If you’re considering a longer stay — a month, or a winter base — Kotor in the off-season is a very good answer. Rents drop significantly; a flat I know inside the walls that runs €1,200/month in summer rents for €650 in winter. That’s the arrangement I have. The restaurants worth eating at stay open year-round because they have enough local trade.
- What is the best time to visit Montenegro?
- September is the best overall month. The sea is still warm (24–25°C), the cruise ship crowds thin out, accommodation prices drop 20–30% from August peaks, and the light on the Bay of Kotor is extraordinary. May and June are the second-best window — sea swimmable from mid-June, mountains green, no July crowds yet. July and August are peak season: warmest sea, most expensive, most crowded, particularly in Kotor and Budva.
- When does Kotor get the most cruise ship crowds?
- July and August see the heaviest cruise ship traffic — sometimes 3–4 ships simultaneously in the bay, meaning 6,000–8,000 extra visitors in a walled city with a permanent population of about 2,000. Cruise ship hours are roughly 9am–4pm; the Old Town settles considerably by evening. Check the Kotor port schedule before booking specific dates. September has cruise ships but significantly fewer. The walls charge €8 and the correct time to do the walk is before 9am regardless of season.
- Is Montenegro worth visiting in October?
- Yes — October is a good shoulder-season visit for the coast. Prices drop noticeably (one documented couple spent €480 total for a week including accommodation and transport, excluding flights). The sea is cooling but still swimmable at 20–22°C in early October. Kotor and Budva are quieter. Some seasonal restaurants close mid-to-late October. For Durmitor and mountain hiking, October is the end of the accessible season — trails are generally open in October but check conditions before the high routes.
- When should I visit Durmitor National Park?
- June through September for hiking. Trails from the Žabljak base are clear of snow by June and fully accessible through September. July and August are warm (18–22°C) and busiest; accommodation books up — reserve ahead. September for hiking has the same advantages as September on the coast: thinner crowds, good conditions.

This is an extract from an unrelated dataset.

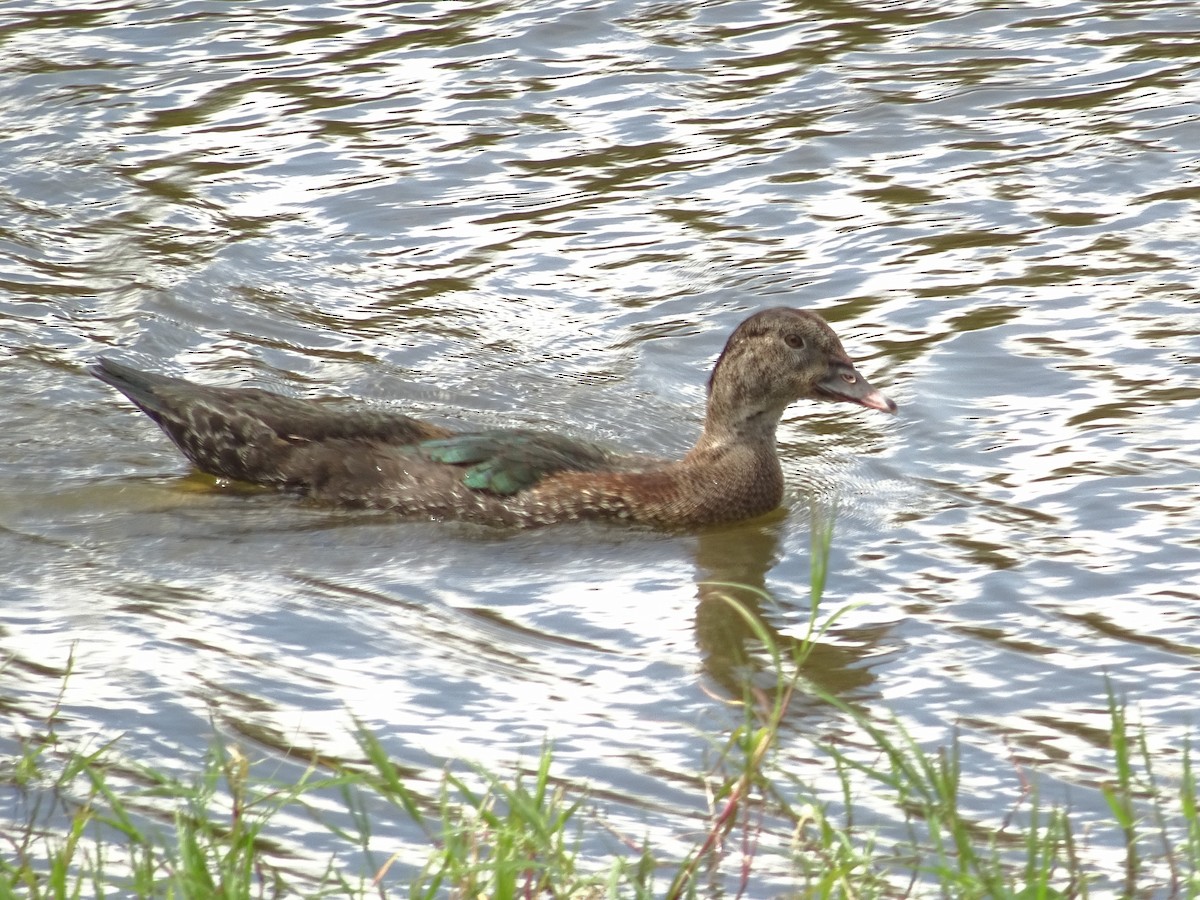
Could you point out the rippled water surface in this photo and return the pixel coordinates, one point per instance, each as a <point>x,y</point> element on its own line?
<point>551,214</point>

January–February for skiing at the Žabljak resort (lift passes ~€20–25/day, about £17–21). Most Žabljak accommodation and restaurants close October through December — check before planning a late-autumn visit.
- Is Montenegro expensive?
- Cheaper than Croatia by roughly 30–40% for equivalent quality. Peak season (July–August) coastal prices: accommodation €50–200/night depending on type and location. Off-season (October–May, excluding Christmas and New Year): materially cheaper. Food is good value year-round — €7–8 per person for a proper sit-down lunch, under €3 for a coffee or beer. The Budva-to-Kotor bus costs €7. The Kotor-to-Perast taxi is about €15 return. Montenegro uses the euro (€) despite not being an EU member.
- Can I visit Montenegro in winter?
- Yes — with adjusted expectations. The coast (Kotor, Budva, Herceg Novi) is mild in winter, around 10–12°C in January, with no cruise ships and a fraction of the summer visitors. Kotor Old Town in winter is genuinely atmospheric; most of the good year-round restaurants stay open because they have local trade. For mountain activity, January and February are ski season in Žabljak and Kolašin. Some coastal accommodation closes November–March; Kotor itself has enough year-round infrastructure to work as a winter base.